Ripasudil hydrochloride hydrate (K-115), a specific Rho-associated coiled-coil containing protein kinase (ROCK) inhibitor, is developed for the treatment of glaucoma and ocular hypertension. Topical administration of ripasudil decreases intraocular pressure (IOP) by increasing conventional outflow through the trabeculae to Schlemm's canal, which is different from existing agents that suppress aqueous humor production or promote uveoscleral outflow. In this study, we demonstrated that ripasudil significantly lowered IOP in combined regimens with other glaucoma therapeutic agents in rabbits and monkeys. Ripasudil showed additional effects on maximum IOP lowering or prolonged the duration of IOP-lowering effects with combined administration of timolol, nipradilol, brimonidine, brinzolamide, latanoprost, latanoprost/timolol fixed combination, and dorzolamide/timolol fixed combination.
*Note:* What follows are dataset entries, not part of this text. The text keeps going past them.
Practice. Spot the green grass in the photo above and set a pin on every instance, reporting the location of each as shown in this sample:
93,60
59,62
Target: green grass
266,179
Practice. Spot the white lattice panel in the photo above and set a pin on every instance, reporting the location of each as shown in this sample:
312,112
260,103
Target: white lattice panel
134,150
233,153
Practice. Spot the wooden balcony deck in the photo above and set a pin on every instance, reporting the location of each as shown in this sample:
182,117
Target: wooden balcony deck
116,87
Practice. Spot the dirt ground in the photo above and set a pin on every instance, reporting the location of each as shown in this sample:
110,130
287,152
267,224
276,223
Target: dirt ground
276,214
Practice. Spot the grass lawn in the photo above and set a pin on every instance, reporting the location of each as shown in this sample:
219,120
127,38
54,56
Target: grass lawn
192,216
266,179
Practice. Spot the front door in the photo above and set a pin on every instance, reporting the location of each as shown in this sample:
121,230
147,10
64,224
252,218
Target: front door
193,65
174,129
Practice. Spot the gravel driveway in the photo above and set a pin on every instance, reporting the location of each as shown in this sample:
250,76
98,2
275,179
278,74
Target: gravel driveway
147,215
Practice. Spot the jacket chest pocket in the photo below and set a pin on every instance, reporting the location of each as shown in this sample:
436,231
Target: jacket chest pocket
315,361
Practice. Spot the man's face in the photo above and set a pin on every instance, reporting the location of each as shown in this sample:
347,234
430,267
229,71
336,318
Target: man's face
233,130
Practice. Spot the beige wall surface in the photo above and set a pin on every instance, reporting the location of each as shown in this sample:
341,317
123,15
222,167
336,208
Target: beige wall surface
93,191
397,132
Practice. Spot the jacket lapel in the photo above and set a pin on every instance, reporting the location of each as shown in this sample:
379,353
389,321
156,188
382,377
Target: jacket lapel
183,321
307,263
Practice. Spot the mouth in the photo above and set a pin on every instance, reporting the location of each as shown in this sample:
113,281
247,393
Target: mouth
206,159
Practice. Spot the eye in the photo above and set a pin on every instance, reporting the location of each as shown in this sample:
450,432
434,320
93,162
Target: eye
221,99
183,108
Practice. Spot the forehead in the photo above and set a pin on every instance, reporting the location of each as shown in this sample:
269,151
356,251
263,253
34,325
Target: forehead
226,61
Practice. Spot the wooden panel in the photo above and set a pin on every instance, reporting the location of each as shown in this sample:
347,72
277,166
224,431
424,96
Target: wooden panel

These results indicate that facilitation of conventional outflow by ripasudil provides additive IOP-lowering effect with other classes of antiglaucoma agents. Ripasudil is expected to have substantial utility in combined regimens with existing agents for glaucoma treatment.

Highlights

  • Rho-kinase (Rho-associated coiled-coil containing protein kinase; ROCK), a member of the serine-threonine protein kinases, is an effector protein of low-molecular-weight Gprotein, Rho [1]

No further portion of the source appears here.